Here’s what we get when we graph each version of the guess. The red dots are outliers, i.e. guesses that fit outside the middle 75% of all guesses.
gideon_woc %>% dplyr::filter(type != "Combined: All Groups") %>% ggplot(aes(x=type,y=value)) + geom_boxplot(outlier.color = "red") + theme(axis.text.x = element_text(angle=90))
Outliers
One thing that astounds me is the total number of such outliers, as you can see in this table. A lot of people thought the jar contained many multiples more objects than it actually did.
gideon_woc %>%
group_by(type) %>%
summarise(min = min(value), max = max(value), mean = mean(value), median = median(value)) %>% knitr::kable(caption = "Summary after removing outliers")

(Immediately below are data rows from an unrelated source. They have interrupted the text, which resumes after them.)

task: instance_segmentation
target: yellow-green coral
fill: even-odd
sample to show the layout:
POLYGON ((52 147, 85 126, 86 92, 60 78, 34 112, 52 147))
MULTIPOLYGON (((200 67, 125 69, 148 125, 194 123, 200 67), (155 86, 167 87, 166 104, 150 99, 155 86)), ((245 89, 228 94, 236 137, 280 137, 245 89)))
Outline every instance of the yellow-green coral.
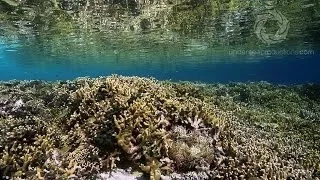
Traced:
MULTIPOLYGON (((272 103, 277 98, 292 100, 287 116, 296 117, 296 109, 309 102, 314 109, 299 115, 317 117, 315 93, 298 105, 297 99, 306 97, 280 93, 270 100, 272 92, 257 95, 263 88, 270 90, 268 85, 206 87, 123 76, 0 86, 0 96, 6 94, 0 99, 6 114, 0 119, 1 176, 95 178, 128 162, 155 180, 188 171, 204 173, 204 179, 304 179, 318 168, 318 141, 308 144, 300 134, 281 132, 264 119, 260 121, 266 126, 250 124, 252 118, 268 118, 268 108, 285 107, 272 103), (27 108, 12 112, 19 99, 27 108), (256 103, 260 109, 248 108, 256 103)), ((316 128, 304 128, 312 130, 309 138, 316 137, 316 128)))
POLYGON ((225 125, 223 118, 221 122, 217 120, 220 117, 213 106, 196 98, 177 96, 172 87, 154 79, 113 76, 81 83, 83 86, 73 95, 75 101, 81 101, 79 111, 71 118, 77 121, 73 124, 86 129, 90 125, 85 119, 97 124, 110 123, 114 126, 110 129, 115 131, 114 149, 121 148, 126 158, 133 161, 150 164, 148 159, 160 162, 168 157, 172 146, 170 131, 175 124, 190 129, 205 124, 219 129, 225 125))

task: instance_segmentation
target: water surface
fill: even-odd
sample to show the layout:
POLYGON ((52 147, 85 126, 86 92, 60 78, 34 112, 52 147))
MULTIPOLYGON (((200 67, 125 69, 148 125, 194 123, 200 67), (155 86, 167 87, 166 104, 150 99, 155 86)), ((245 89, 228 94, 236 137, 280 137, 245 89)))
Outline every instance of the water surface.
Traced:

type | min | max | mean | median |
---|---|---|---|---|
Combined: All Groups | 42 | 3600 | 513.5567 | 402.00 |
GR Group 1 Guesses | 96 | 2400 | 502.1863 | 400.00 |
GR Group 2 Guesses | 98 | 2584 | 520.3391 | 420.00 |
GR Group 3 Guesses | 42 | 2700 | 525.4684 | 423.00 |
GR Group 4 Guesses | 42 | 2073 | 528.1578 | 424.50 |
GR Group 5 Guesses | 98 | 2880 | 493.3125 | 399.75 |
Shared Group 1 Guesses | 50 | 2012 | 457.8618 | 333.00 |
Shared Group 2 Guesses | 120 | 1598 | 485.4426 | 386.00 |
Shared Group 3 Guesses | 58 | 3600 | 514.0122 | 347.50 |
Shared Group 4 Guesses | 120 | 1080 | 497.4000 | 418.50 |
Shared Group 5 Guesses | 85 | 380 | 220.6667 | 175.00 |
Now let’s remove those outliers and see what we get.
outlier <- function(x) {
b <- boxplot.stats(x)
b$out}
outliers <- gideon_woc %>% dplyr::filter(type != "Combined: All Groups") %>% group_by(type) %>% pull(value) %>% outlier()

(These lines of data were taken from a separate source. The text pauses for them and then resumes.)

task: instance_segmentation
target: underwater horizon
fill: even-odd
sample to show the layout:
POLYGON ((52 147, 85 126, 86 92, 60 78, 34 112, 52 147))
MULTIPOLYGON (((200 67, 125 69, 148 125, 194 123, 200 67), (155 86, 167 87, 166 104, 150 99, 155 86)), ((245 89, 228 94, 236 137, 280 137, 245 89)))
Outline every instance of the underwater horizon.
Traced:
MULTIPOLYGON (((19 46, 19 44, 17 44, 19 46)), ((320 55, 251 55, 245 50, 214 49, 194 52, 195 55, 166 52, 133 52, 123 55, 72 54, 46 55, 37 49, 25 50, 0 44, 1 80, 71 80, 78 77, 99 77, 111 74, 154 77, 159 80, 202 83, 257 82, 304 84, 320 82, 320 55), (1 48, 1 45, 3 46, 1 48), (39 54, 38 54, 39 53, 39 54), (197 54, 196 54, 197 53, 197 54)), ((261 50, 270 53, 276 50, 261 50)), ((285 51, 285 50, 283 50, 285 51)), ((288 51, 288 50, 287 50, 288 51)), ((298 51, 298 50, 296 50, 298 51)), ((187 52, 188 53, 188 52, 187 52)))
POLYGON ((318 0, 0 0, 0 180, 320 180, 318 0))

gideon_woc %>% dplyr::filter(!(value %in% outliers)) %>%
group_by(type) %>%
summarise(min = min(value), max = max(value), mean = mean(value), median = median(value)) %>% knitr::kable()

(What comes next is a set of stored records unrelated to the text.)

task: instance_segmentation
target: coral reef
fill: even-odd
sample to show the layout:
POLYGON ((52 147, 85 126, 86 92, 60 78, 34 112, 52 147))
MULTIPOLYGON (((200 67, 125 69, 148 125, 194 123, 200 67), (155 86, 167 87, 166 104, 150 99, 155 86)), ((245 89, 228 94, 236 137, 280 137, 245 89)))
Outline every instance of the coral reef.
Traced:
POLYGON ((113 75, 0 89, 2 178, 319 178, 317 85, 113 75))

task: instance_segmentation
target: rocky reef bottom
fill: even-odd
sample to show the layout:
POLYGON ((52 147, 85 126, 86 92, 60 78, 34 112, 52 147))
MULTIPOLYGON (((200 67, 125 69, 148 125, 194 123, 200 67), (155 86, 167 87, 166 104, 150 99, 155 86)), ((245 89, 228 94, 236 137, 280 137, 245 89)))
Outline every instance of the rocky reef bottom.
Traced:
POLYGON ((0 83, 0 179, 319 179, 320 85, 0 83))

type | min | max | mean | median |
---|---|---|---|---|
Combined: All Groups | 42 | 1178 | 447.7969 | 390.0 |
GR Group 1 Guesses | 96 | 1178 | 444.6712 | 396.0 |
GR Group 2 Guesses | 98 | 1162 | 463.8041 | 400.0 |
GR Group 3 Guesses | 42 | 1150 | 448.2045 | 400.0 |
GR Group 4 Guesses | 42 | 1178 | 461.5106 | 401.0 |
GR Group 5 Guesses | 98 | 1080 | 420.8006 | 374.0 |
Shared Group 1 Guesses | 50 | 1099 | 396.1875 | 326.5 |
Shared Group 2 Guesses | 120 | 1050 | 433.1552 | 384.0 |
Shared Group 3 Guesses | 58 | 1100 | 422.3553 | 325.0 |
Shared Group 4 Guesses | 120 | 1080 | 497.4000 | 418.5 |
Shared Group 5 Guesses | 85 | 380 | 220.6667 | 175.0 |
gideon_woc %>% dplyr::filter(!(value %in% outliers)) %>%
ggplot(aes(x=type,y=value)) + geom_boxplot(outlier.color = "red") + theme(axis.text.x = element_text(angle=90))
Gideon’s post asks a bunch of questions for statistics experts, hoping to understand just how significant the results were. Unfortunately that’s all the time I have for today. Hopefully I can revisit this post to learn some other interesting insights.